In a statement addressing the court case and his decision to step down for 2022, Houston said he and his team at Hillsong Church agreed it was the right thing to do.

“In December, at our board meeting, Hillsong’s outside legal counsel provided the board with advice regarding the current charge I’m facing – that it would be ‘best practice’ for me. to completely remove myself from church leadership during the legal process,” he said. .

“Court proceedings are expected to be lengthy and take up most of 2022 (especially given the backlog of courts, exacerbated by the Covid pandemic). Along with this, the board and I had detailed discussions about the leadership requirements,” he added. “We talked about the effects of the situation with my father, which go back many years to the current court case, and the impact it has had on me emotionally.”

When asked for a response to Houston’s decision to step down, Anna Crenshaw’s father, Ed Crenshaw, who is also senior pastor of Victory Church in Audubon, Pennsylvania, pointed CP to his public response to Tchividjian’s statement on Twitter.

“We know for certain from the case of Anna Crenshaw that Hillsong hires high profile image management companies to intimidate their victims and restore their own public image,” said Crenshaw, who told CP earlier Hillsong Church tended to focus on protecting their image rather than victims. “No reason to expect anything different in this case.”
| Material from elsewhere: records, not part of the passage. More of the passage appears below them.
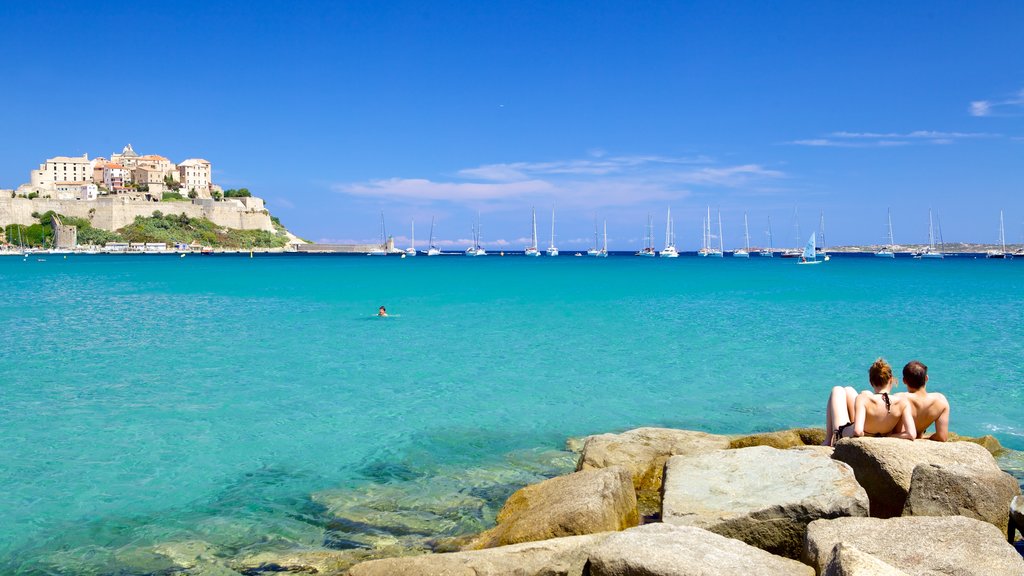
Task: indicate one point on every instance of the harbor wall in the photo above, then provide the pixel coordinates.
(114, 213)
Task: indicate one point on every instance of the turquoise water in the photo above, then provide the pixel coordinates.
(156, 399)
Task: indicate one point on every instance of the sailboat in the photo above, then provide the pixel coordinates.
(552, 250)
(412, 242)
(648, 240)
(888, 250)
(531, 249)
(795, 252)
(745, 251)
(670, 239)
(475, 249)
(768, 252)
(381, 250)
(809, 255)
(431, 249)
(821, 232)
(595, 251)
(930, 251)
(1001, 252)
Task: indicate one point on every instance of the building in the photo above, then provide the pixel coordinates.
(60, 169)
(116, 177)
(195, 174)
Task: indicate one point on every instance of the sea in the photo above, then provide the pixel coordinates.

A Hillsong Church spokesperson has previously argued that it would be “unsubstantiated” to discuss Frank Houston’s failures as part of Hillsong culture since his alleged abuse occurred before Hillsong was launched.

“The incidents involving Frank Houston took place in the 1960s and early 1970s. Hillsong Church was not founded until 1983 and Frank Houston was never a pastor at Hillsong Church,” said said the spokesperson. “To discuss it as a feature of Hillsong culture is simply unfounded.”